Speaking of Michael Ruse, he has a nice piece, entitled "Darwin and Hitler: a not-very-intelligent link," in the Tallahassee Democrat about the scant connections between Darwin's science and Hitler's murderous rampage.

Before the First World War, a sometime member of the German military high staff, General Friedrich von Bernhardi, wrote a book arguing that war was a Darwinian necessity, a real obligation facing Germany in its struggle with Britain. Hitler did write: "He who wants to live must fight, and he who does not want to fight in this world where eternal struggle is the law of life has no right to exist."
On the other hand:

... the message of Jesus has been used to draw contradictory inferences -- because of their faith, some Christians (starting with George Bush and Tony Blair) think the move into Iraq was morally justified, whereas others (Quakers, for a start) oppose the war bitterly because of their reading of the Christian Gospels. Likewise, Darwinism has been used to draw contradictory inferences. Bernhardi was in favor of war in Darwin's name. Herbert Spencer in the cause of evolution thought militarism was atavistic, and bad for trade. Prince Peter Kropotkin believed in a principle of mutual aid and was an anarchist. The American biologist and peace activist Vernon Kellogg hated war and thought in bad morally and bad biologically.

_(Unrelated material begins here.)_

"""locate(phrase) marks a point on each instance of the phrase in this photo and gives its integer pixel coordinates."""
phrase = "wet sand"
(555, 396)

A case could be made for saying that, by teaching Darwinism, we are teaching the virtues of free trade and small government, and encouraging our best young people to marry and have families!
But Ruse brings up a fact I did not know about the person who is often cited as the link between evolutionary science and Nazi madness:

... whatever the initial approval, the Nazi ideologists quickly realized how completely antithetical the whole evolution idea was to their own ideology. Not only are we first cousins to the monkeys but, even worse, the Aryans are brothers and sisters with the Jews, the Slavs, the gypsies, and the rest of the world's riffraff and degenerates. The greatest German evolutionist of the 19th century was Ernst Haeckel -- a man whose solution to the Jewish problem was to interbreed with them so they would no longer exist as a definite group. There was not much celebration of this man and his ideas in the upper levels of the Nazi hierarchy.
It still remains the case that attempts at eugenic improvement within H. sapiens, including the horrific version Hitler instituted, are based on notions of animal and plant breeding, not on an understanding of how entirely new species come into existence. Blame the farmers!